Django Unchained (2012) by Quentin Tarantino


Django Unchained (2012)
by Quentin Tarantino

Jamie Foxx (Django)
Christopher Waltz (Dr. King Schultz)
Leonardo DiCaprio (Calvin Candie)
Kerry Washington (Broomhilda)
Samuel L. Jackson (Stephen)
Walton Goggins (Billy Crash)
Dennis Cristopher (Leonide Moguy)
David Steen (Mr. Stonesipher)


Eravamo rimasti al successo molto inglorioso di Inglorious Bastards: un'operazione in cui Tarantino aveva raccontato la Seconda Guerra Mondiale coi suoi toni, peraltro maggiormente edulcorati rispetto al solito per non infastidire il grande pubblico, arrivando persino a rinventare l'omicidio di Hitler, di fatto squalificando la cultura pop a mero pastiche cinematografico.

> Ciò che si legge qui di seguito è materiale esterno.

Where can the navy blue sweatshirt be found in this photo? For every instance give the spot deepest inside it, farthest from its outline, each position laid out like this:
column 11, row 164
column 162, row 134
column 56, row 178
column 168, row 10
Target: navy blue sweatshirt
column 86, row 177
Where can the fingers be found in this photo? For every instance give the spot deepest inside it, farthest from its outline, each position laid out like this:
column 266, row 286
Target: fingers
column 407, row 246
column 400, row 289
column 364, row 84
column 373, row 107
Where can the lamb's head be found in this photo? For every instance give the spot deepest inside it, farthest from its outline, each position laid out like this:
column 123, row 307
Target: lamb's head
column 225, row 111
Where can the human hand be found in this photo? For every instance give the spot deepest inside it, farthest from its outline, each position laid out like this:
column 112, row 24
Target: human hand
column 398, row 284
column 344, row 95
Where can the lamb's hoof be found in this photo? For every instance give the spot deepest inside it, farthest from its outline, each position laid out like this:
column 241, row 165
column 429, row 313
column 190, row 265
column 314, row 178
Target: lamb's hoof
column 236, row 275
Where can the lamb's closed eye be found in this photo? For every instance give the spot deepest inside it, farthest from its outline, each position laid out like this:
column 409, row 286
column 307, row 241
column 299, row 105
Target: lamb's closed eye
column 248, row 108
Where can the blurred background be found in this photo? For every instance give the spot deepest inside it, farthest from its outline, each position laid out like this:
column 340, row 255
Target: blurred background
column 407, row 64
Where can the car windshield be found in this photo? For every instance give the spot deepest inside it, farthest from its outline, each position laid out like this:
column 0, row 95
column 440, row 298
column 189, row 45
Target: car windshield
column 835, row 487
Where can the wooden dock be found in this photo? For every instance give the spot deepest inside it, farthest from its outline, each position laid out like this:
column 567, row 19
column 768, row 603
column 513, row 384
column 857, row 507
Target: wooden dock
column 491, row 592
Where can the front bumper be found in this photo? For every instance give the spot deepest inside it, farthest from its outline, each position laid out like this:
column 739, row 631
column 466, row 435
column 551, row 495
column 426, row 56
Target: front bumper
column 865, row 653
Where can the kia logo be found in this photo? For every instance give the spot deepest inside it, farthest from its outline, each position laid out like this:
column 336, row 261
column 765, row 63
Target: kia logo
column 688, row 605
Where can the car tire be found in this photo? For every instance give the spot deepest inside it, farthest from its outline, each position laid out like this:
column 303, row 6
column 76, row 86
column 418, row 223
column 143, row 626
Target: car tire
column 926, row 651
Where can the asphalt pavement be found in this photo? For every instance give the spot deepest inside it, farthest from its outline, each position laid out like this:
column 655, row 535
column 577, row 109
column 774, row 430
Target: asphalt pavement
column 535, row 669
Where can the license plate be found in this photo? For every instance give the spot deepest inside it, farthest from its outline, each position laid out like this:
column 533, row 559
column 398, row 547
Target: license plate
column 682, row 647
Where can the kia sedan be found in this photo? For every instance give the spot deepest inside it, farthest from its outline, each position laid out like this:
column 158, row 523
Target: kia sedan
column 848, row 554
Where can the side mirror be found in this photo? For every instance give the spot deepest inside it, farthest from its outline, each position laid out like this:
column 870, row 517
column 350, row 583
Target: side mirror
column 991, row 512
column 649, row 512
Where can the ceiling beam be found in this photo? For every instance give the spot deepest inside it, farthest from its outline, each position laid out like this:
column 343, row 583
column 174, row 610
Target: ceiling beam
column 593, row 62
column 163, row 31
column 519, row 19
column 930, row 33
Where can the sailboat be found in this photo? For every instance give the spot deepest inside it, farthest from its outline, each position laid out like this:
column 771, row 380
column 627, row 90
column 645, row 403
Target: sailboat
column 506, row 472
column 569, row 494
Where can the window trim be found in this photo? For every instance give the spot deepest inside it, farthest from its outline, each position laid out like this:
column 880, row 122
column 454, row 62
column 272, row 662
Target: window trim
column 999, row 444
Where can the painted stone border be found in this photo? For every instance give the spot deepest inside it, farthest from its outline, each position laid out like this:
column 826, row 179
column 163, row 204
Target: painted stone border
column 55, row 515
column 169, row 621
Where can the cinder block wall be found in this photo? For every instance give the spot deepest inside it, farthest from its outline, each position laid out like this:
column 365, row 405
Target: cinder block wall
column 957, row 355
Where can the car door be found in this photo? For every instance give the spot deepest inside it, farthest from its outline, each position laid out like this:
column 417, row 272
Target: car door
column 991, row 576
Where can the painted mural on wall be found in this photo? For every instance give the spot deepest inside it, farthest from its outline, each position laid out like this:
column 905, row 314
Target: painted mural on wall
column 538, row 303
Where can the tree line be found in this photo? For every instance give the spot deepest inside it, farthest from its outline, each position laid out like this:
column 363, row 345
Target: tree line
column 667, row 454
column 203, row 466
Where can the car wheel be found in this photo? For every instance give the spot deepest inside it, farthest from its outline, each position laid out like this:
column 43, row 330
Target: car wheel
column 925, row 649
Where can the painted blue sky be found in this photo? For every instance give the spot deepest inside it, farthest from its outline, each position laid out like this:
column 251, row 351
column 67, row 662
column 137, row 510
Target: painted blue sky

Stavolta invece il buon Quentin torna sulla via retta della coerenza e della cosiddetta etica estetica: sfoga le sue ossessioni di feticci, sparatorie, personaggi e situazioni da serie B desaturata anni '70 nella storia della schiavitù afro: ovvero ciò che proprio partorisce la cultura che il regista da due decenni usa, rinterpreta e ostenta.

Lo schiavo Django viene liberato da un cacciatore di taglie tedesco e insieme viaggiano per il Texas alla ricerca di banditi da consegnare alla legge e di sua moglie, tenuta schiava nella piantagione di un appassionato di lotte di Mandingo. Nel mezzo ci sono sparatorie, torture, razzismi, oggettistica ottocentesca (tra cui una fornace): in poche parole il vero "pulp".

Tutto per raccontare un periodo nero come il colore degli schiavi della storia Americana, che nella sua pur iperrealistica forma risplende come un appassionante fumetto, che grazie ai dettagli ben evidenziati possiede la flessibilità giusta da portare sul grande schermo l'immaginario ottocentesco antecedente alla guerra civile con ironia beffarda a ridicolizzarne i contenuti. Come i membri di un improvvisato Klu Klux Klan che si lamentano dei buchi del cappuccio o come le tre fossette del cranio di un nero morto che un perfido e convincente DiCaprio usa per giustificare la sottomissione razziale.

La lingua e la cultura germanica (anche i Nibelunghi), simbolo del progressismo, ci salverà proiettandoci in un futuro di democrazia. Un gran spettacolo, finalmente.